Nazareth

Terremoto in Albania: le parole di don Giovanni Fiocchi e il comunicato della Caritas cremonese

29 novembre 2019
News

Di seguito riportiamo le parole di Don Giovanni Fiocchi che ha scritto dopo il forte terremoto in Albania del 26 novembre.
Ricordiamo che don Giovanni è sacerdote cremonese “fidei donum” in Albania e amico dell’Associazione Drum bun da molti anni.

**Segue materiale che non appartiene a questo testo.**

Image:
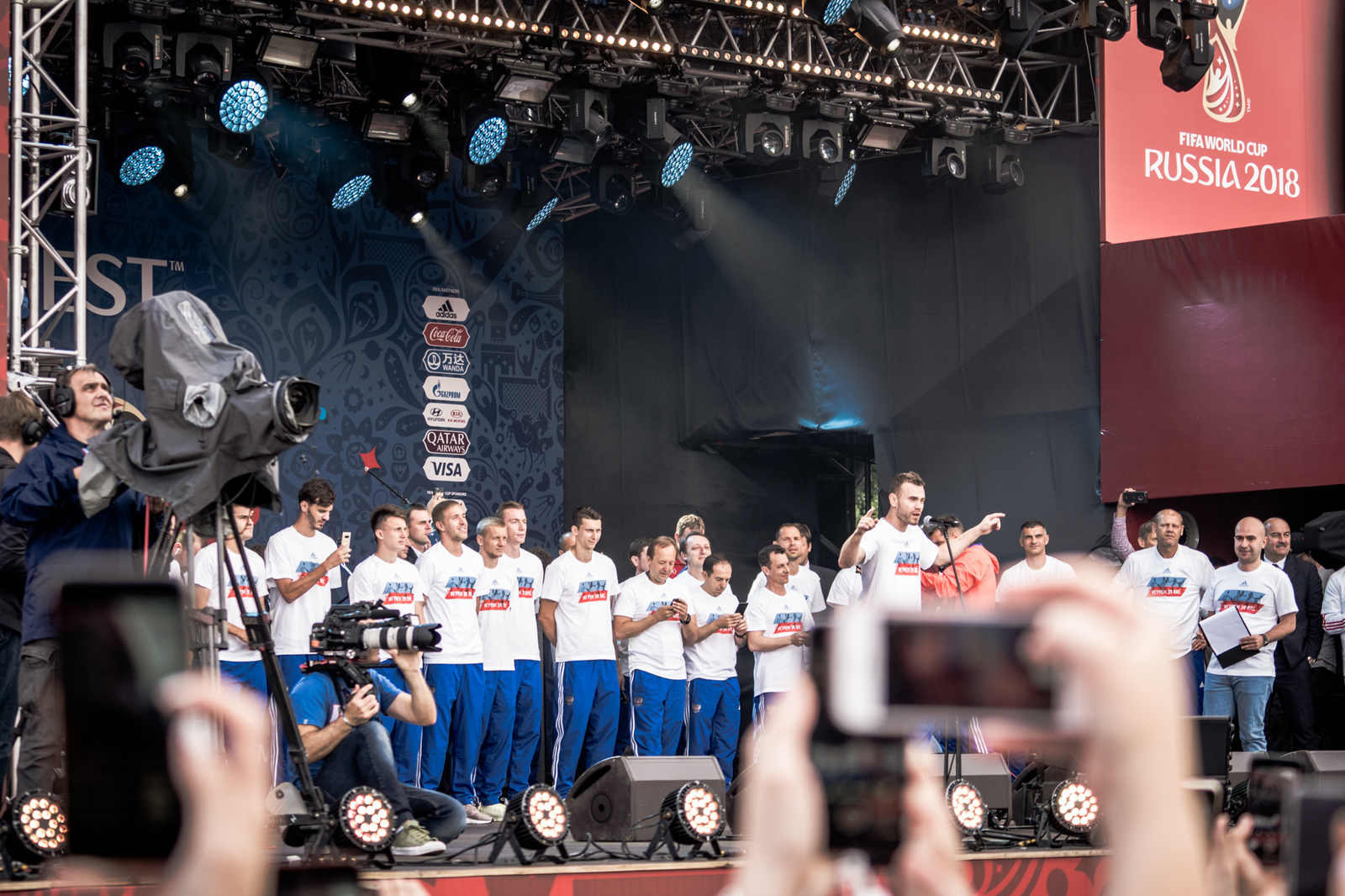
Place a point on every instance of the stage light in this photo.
(966, 804)
(696, 814)
(1106, 19)
(1073, 808)
(367, 820)
(244, 104)
(38, 826)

Alla fine è arrivata la botta grossa. In qualche modo si era annunciato con qualche colpetto a settembre ma tutti sappiamo che è ancora impossibile prevedere questi eventi con precisione. Ora non si parla più di qualche cornicione staccatosi o di qualche macchina danneggiata ma il bilancio, ancora provvisorio, va oltre i quaranta morti, i 600 feriti e le centinaia di case e palazzi crollati o lesionati irreparabilmente.

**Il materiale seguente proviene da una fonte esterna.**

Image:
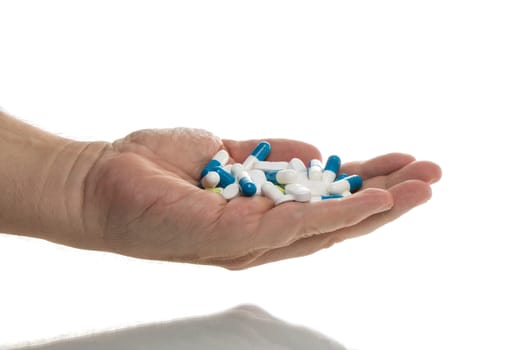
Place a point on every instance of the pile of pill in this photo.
(280, 181)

E chiunque conosce la realtà di questa nazione sa che sono danni pesanti e difficili da riparare, che devono essere affrontati da un popolo, uno stato, una amministrazione ancora inesperta  impreparata ad affrontare eventi così catastrofici.
Gli esperti hanno detto: un terremoto paragonabile a Norcia. Sappiamo tutti a tre anni di distanza quale sia la situazione in centro Italia. Immaginiamo ora che un evento analogo sia affrontato da una nazione di tre milioni di abitanti…
Parlando in questi giorni con un autista di camion che si trovava in Italia era chiaro da una parte il sollievo nell’aver notizie che la sua famiglia non era stata colpita nelle persone ma dall’altro lato la preoccupazione perchè il palazzo in cui abita era rimasto lesionato e, aggiungeva con un nodo alla gola, “…tu sai che la casa è il frutto di tutta una vita…”; 
Una volta superato lo choc iniziale chi dovrà affrontare le conseguenze dovrà fare i conti con tutto questo.
Io ho vissuto dall’Italia questo momento difficile per il popolo albanese. Ero già qui e in questi giorni ho dovuto restare qui per altri impegni. Mi ha sollevato la notizia che nelle mie zone e nei miei villaggi non ci sono stati gravi danni. Sono rimasto colpito come tutti dalle immagini e dalle cronache che hanno posto al centro della sensibilità le sofferenze di questa gente (quante volte la sofferenza diventa strumento per inseguire un’audience fluttuante e distratta).
Ora attendo con impazienza di poter tornare sabato 30, non per illudermi di fare il salvatore della patria, ma per iniziare a tessere quei contatti e quelle relazioni che possono essere un piccolo segno di consolazione nel non sentirsi abbandonati quando l’attenzione calerà, gli inviati saranno mandati altrove e la notizia, ormai vecchia, verrà piano piano relegata alle ultime pagine ed infine dimenticata.
Sicuro di avere con me la mia Chiesa, il mio Vescovo, la mia Diocesi, la mia Caritas e tutte le persone di buona volontà che ancora oggi credono alle parole di M. Teresa “…Non sono solo tragedie; per noi sono occasioni per fare del bene.”